War sie ihrer ersten unglückseligen Liebe treu geblieben? – Nein.
War sie ihrem Heiland eine treue Magd geworden? – Nein.
Schließlich war sie doch nichts Besseres, als all die anderen Mädchen auch.
Nur nicht mehr ausgeschlossen daneben stehen, neben den tiefen, heiligen, reifenden Erfahrungen des Lebens.
*
Im Wilhelmsgarten, beim Gartenkonzert wollten sie sich treffen. Der Landrat hatte versprochen, von Evershagen hereinzukommen.

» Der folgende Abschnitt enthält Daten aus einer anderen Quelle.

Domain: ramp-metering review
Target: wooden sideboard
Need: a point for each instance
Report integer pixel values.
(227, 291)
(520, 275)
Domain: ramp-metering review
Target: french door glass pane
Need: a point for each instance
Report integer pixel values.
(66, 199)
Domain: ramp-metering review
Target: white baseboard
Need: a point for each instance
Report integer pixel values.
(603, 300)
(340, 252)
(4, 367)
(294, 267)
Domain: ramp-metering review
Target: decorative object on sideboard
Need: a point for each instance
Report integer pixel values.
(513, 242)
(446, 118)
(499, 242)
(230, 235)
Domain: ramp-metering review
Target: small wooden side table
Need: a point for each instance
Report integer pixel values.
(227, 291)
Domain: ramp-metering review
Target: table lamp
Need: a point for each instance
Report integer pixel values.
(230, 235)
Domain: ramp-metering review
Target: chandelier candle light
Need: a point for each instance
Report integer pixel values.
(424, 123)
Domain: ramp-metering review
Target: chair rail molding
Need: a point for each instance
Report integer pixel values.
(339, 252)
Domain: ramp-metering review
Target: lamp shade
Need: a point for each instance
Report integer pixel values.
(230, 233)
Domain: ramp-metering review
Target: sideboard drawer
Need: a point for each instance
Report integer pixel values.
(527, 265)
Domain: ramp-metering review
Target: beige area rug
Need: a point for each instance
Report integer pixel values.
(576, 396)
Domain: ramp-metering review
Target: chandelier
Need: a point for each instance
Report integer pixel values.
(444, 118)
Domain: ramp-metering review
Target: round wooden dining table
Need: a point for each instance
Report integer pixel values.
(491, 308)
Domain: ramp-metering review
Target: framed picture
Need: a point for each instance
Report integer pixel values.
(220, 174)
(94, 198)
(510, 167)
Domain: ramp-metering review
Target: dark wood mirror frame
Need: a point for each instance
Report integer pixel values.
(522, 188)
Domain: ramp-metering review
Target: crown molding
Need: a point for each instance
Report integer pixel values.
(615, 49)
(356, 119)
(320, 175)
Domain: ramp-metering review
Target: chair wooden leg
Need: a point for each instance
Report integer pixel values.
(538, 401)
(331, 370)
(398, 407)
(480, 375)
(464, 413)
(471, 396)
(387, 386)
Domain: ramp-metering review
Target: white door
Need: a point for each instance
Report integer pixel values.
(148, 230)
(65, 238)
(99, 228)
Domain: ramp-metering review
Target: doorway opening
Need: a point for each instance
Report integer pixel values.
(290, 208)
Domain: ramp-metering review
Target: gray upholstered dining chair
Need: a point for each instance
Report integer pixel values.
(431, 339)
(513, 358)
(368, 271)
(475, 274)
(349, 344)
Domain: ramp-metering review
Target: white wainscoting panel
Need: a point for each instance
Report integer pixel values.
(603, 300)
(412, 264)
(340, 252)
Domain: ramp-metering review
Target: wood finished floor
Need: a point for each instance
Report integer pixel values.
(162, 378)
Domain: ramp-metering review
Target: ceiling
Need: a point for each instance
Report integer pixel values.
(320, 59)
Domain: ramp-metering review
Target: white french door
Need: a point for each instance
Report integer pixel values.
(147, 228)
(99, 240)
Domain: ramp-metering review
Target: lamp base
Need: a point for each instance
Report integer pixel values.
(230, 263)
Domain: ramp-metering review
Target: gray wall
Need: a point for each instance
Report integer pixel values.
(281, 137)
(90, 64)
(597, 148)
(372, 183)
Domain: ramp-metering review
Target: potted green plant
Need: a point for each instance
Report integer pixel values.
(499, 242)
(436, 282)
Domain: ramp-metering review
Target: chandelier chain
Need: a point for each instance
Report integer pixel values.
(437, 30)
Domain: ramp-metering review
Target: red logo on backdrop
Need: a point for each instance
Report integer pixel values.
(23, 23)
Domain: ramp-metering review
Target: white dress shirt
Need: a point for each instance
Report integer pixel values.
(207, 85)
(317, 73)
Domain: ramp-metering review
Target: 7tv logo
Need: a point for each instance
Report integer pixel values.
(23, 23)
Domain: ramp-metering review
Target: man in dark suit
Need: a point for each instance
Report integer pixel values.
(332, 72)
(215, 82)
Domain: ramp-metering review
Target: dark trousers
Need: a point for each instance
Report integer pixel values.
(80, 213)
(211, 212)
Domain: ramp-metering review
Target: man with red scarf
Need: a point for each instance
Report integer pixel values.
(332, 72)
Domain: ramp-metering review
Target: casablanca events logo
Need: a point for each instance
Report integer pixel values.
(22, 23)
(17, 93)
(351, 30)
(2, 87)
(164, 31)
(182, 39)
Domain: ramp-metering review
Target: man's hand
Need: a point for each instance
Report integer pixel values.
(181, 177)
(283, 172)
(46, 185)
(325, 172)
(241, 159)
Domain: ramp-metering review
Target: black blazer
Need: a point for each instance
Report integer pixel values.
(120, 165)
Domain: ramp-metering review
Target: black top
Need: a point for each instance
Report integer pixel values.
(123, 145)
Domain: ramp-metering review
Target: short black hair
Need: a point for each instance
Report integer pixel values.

Mama wurde von ihrer Migräne befallen. Und weil Papa bei der Sonnenglut auch lieber zu Haus blieb, schickte Frau Heidling zu Eugenie. Aber Eugenie schlug die Bitte, Agathe zu begleiten, übellaunig ab. Warum hatte man sie nicht zu dem Ausflug nach Evershagen aufgefordert? Als ob sie sich den ganzen Tag zu ihrer Schneiderin stellte! Es schien, dass Agathe es auf den Landrat abgesehen hatte – Mama Heidling entschuldigte sich so wunderlich konfuse wegen der Evershagener Geschichte. Wenn sie sich da nur nicht wieder Dummheiten in den Kopf setzte! Solche Leute, wie der Landrat Raikendorf, die Carrière machen wollen, nehmen eine Siebzehnjährige – wenn’s geht, adlig – mit Vermögen – oder eine junge Witwe. Lieber Gott, die arme Agathe war doch eigentlich über das Heiratsalter hinaus. Gelegentlich musste sie dem Landrat mal auf den Zahn fühlen, damit das gute Kind sich nicht blamierte. Vielleicht konnte man ihm vorschlagen, auch nach Heringsdorf zu kommen. Das wäre eigentlich ziemlich amüsant … Aber heute? – Bildet Euch doch nur nicht ein, dass der Landrat bei der Hitze kommt! Gebt die Idee auf!
Agathe gab die Idee nicht auf. Sie war seelensfroh, dass Eugenie sie nicht begleiten wollte. Tapfer versuchte sie ihr Heil bei Wendhagens – die waren auch bei zwanzig Grad zu jedem Vergnügen bereit. Mit Lisbeth fühlte sie sich viel sicherer und munterer als unter Eugeniens scharfen Beobachteraugen. Und einmal der liebevollen Fürsorge ihrer Mutter entflohen zu sein – ja – schrecklich! – aber es war ihr jedes Mal ein kleines Fest.
Raikendorf würde sie nach Haus bringen, denn Wendhagens wohnten in der Vorstadt. Da hatten sie noch einen weiten Weg allein miteinander. Ob er ihr wieder den Arm bieten würde?
Er tat es und nahm den ihren, ohne zu fragen, mit einer heiteren Besitzermiene.
Sie wusste, dass er nun sprechen würde. Sie hatte ihn doch sehr, sehr gern.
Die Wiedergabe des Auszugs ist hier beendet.